A 61-year-old woman with history of chronic renal failure with secondary hyperparathyroidism and hypertensive retinopathy presented to the emergency department with the chief complaints of low back pain and mild bilateral knee pain. The pain was felt particularly while walking and was slowly progressive in nature. She also gave a history of repeated falling. Radiographic evaluation of the lumbar spine showed an acute compression fracture of TH 12 and an old fracture of both the right superior and right inferior pubic ramus.

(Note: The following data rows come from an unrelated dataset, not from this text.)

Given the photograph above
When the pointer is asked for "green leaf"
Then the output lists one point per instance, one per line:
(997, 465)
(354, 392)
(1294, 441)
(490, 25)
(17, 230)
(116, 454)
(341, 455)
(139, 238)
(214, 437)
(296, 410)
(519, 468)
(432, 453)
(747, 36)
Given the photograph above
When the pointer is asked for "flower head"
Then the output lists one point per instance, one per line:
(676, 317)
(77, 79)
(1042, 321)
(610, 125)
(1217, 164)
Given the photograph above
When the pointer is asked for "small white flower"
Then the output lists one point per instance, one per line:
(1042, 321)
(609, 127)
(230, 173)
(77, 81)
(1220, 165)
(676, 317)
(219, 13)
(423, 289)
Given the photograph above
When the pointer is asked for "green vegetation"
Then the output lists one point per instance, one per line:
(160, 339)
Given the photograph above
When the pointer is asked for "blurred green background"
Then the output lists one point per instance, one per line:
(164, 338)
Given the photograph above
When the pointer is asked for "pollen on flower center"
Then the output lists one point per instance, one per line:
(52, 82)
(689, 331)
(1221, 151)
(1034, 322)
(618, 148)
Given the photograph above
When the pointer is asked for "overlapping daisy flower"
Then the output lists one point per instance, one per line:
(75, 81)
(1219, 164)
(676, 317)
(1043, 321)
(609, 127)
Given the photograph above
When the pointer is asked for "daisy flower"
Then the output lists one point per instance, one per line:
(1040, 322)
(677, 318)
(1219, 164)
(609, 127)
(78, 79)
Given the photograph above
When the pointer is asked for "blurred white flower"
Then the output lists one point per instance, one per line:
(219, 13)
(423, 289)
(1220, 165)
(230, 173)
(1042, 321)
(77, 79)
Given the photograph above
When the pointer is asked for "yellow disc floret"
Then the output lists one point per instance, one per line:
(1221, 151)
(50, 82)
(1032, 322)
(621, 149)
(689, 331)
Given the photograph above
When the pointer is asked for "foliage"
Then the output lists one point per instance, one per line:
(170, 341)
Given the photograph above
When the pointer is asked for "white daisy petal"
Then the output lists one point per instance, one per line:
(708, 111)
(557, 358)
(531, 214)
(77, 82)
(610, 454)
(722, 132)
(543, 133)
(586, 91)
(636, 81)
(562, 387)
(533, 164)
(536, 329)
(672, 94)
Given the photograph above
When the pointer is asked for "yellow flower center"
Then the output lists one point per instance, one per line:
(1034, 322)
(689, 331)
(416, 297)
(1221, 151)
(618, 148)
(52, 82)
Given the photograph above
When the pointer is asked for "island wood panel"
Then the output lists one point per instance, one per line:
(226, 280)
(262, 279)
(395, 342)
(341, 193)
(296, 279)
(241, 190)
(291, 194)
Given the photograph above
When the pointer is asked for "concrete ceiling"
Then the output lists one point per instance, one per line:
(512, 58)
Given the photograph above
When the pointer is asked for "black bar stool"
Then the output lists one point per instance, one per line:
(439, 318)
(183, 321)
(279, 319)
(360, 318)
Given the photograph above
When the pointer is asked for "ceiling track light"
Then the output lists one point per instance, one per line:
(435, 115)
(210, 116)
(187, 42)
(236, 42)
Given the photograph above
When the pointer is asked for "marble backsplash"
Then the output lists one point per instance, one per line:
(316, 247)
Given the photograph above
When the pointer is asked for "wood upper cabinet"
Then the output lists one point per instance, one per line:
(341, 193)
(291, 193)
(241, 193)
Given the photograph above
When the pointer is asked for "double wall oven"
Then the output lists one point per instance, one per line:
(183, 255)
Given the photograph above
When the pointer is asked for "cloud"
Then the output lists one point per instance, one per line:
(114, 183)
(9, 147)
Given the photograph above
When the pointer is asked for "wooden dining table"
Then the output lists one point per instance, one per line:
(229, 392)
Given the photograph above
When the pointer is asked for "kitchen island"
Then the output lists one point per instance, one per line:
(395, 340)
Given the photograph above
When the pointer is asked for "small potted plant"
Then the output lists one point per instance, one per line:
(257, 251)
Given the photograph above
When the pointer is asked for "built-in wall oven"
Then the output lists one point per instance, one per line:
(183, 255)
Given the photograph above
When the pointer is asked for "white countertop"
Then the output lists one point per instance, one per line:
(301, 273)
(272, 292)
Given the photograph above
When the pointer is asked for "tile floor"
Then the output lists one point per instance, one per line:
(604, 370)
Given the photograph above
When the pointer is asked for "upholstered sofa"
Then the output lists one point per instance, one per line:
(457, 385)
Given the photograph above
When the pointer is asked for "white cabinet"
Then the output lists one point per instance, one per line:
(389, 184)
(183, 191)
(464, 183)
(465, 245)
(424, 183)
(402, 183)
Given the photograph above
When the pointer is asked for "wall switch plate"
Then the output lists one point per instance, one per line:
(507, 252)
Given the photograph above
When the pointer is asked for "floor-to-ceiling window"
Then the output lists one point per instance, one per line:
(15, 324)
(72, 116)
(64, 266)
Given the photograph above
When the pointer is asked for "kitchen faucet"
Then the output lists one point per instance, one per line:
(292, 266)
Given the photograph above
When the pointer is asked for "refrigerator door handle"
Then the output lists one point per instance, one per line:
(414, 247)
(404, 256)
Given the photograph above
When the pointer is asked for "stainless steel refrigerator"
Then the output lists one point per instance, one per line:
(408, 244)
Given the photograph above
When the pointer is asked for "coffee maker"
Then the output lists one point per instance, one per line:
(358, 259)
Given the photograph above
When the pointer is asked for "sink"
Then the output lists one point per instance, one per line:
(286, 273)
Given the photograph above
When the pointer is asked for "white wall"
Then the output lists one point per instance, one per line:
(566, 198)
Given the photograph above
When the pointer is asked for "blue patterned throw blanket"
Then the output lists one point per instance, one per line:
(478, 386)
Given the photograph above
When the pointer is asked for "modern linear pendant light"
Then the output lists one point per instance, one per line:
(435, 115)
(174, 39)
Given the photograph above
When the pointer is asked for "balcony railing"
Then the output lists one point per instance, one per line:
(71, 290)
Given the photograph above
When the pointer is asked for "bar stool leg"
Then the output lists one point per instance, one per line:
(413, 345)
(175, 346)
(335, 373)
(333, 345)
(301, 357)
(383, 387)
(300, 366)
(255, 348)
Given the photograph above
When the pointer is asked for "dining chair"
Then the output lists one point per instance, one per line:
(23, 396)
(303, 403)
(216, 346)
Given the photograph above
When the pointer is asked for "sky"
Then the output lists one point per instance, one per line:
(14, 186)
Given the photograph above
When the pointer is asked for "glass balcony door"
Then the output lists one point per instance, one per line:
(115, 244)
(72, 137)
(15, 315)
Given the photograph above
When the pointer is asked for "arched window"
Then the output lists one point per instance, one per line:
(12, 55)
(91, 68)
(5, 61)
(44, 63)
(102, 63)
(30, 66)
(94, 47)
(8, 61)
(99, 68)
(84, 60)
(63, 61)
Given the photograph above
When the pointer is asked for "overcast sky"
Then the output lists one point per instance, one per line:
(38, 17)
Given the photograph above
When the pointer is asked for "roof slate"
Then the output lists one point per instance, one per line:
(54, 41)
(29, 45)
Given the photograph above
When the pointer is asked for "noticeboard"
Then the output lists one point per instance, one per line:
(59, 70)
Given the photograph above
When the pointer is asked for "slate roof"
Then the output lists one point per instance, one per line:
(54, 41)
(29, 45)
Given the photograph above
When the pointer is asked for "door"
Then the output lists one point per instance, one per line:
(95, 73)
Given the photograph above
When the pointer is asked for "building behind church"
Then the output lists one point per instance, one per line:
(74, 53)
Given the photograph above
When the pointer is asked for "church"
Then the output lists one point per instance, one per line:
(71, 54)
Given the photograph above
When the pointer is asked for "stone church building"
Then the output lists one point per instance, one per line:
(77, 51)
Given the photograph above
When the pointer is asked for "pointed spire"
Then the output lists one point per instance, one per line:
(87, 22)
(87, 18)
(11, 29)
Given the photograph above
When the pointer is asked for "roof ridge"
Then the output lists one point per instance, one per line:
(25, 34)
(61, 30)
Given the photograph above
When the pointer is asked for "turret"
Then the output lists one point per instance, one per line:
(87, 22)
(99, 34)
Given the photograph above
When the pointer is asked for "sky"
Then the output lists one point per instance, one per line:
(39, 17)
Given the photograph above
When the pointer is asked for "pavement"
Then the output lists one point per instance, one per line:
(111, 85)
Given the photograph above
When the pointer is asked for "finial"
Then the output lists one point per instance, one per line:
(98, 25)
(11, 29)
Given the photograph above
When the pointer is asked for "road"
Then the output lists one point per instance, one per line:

An anteroposterior radiograph of the pelvis showed the presence of iliac horns on both sides (Figure 1A). A 3D reconstructed computed tomography (CT) of the pelvis displayed these horns as bony excrescences at the level of the iliac bones (Figure 1B). MRI showed that the gluteus medius muscle insertions was located at the level of iliac horns (Figure 1C). An axial radiographic view of the knee revealed both patellae to be hypoplastic. Based on the radiographic findings, the diagnosis of Fong disease was suggested.

Figure 1A 

Anteroposterior radiograph of the pelvis shows the presence of bilateral triangular osseous outgrowth from the iliac bones.

Figure 1B 

3D reconstruction image, posterior view, of the pelvic CT shows the bilateral iliac horns.

Figure 1C 

Coronal T2 image showing the gluteus medius muscle insertion at the level of the iliac horns.

Comment

Fong disease, also known as hereditary onycho-osteodystrophy (HOOD) and commonly known as nail-patella syndrome (NPS), is a rare autosomal dominant hereditary disorder. Its incidence is approximately 1 in 50,000 new-borns. The underlying genetic defect has been localized at the LMX1B gene on chromosome 9 and the reported mean age of the diagnosis is 32 years [1]. Classically, patients present with a clinical tetrad: hypoplastic or absent patellae, finger nail dysplasia, dislocation of the radial head and the presence of iliac horns [1]. These posterior iliac horns are considered a pathognomonic sign of Fong disease and have been observed in 80% of cases. They are usually bilateral, cone-shaped osseous outgrowths that project dorsolaterally from the iliac bone. They act as the origin site of the gluteus medius muscles. Apart from physical manifestations, there is also a strong association with progressive nephropathy and open-angle glaucoma. Nephropathy is reported to be present in 30% to 60% of patients with progression to nephrotic syndrome in 20% and renal failure requiring dialysis or transplant in approximately 10%. Open-angle glaucoma occurs in 10%. One third of patients with Fong disease have problems with constipation or irritable bowel syndrome, and many exhibit sensory neuropathy.

There is no cure for NPS, and treatment is directed towards addressing the various orthopedic and non-orthopedic manifestations of the disorder. Patients with Fong disease seek medical attention for supposedly unrelated pathologies. In many cases, the radiologist may be the first to make the clinical diagnosis based on the radiographic findings. If the diagnosis of Fong disease is suggested, the presence of iliac horns can substantiate this presumption.